No one disturbed the lonely house during the remaining hours of the day nor the early ones of the following night, for most of the Confederate army was farther uptown or in bivouac outside its limits. Sometime toward morning Mrs. Falkner awakened Al and conducted him cautiously to the cave, leaving him there with an ample supply of food for several days. The next day and night passed and Al still lay in his cramped refuge, undisturbed, but very stiff and uncomfortable and eager to get out and away.
During the second day Mrs. Falkner came to the cave and dropped a note down to him through a crack in the roof. In it she informed him that Colonel Harding and his command had been paroled the day before and marched away toward Jefferson City accompanied by an escort, to be delivered within the Union lines, wherever these might be met with. The last of the Confederate troops, she wrote, had just left, crossing the Missouri on steamboats and marching away westward, to join General Price's main army. The town was still quiet, but every one feared that gangs of guerillas would soon swoop down upon it; and she advised Al to make his escape as soon as darkness came.

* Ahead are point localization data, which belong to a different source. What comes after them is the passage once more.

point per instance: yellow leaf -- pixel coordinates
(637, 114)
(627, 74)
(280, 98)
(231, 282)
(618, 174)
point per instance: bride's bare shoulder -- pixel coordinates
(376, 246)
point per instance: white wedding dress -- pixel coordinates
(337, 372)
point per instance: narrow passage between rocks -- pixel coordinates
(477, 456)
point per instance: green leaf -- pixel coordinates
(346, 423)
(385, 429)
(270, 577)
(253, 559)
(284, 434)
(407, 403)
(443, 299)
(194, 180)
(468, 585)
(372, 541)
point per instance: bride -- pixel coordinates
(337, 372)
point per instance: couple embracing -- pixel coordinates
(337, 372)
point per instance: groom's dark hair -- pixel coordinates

Taking his revolver and such of his remaining food as he could conveniently carry, he accordingly crept out of his hiding-place soon after nightfall and made his way to the southeastward, following the country roads and keeping his direction by the stars. About six o'clock the next morning he arrived on the river bank opposite Boonville. Making inquiries of a negro, he found that the town was in possession of Union troops, and he soon crossed the river on the ferry. To his surprise and delight, the paroled garrison of Glasgow was just coming into town when he arrived, Wallace among them. They were loud in their praises of the kind treatment they had received at the hands of their captors, and especially of the escort under Lieutenant Graves, which had brought them down to the near vicinity of Boonville; for the Confederate soldiers had shared their rations with the prisoners and made their march as comfortable as possible in every way.
At Boonville the paroled men separated to await exchange; and Al and Wallace continued their journey together, going down to Jefferson City in an army wagon and thence by the Pacific Railroad to St. Louis, where they arrived safe during the second morning after leaving Boonville.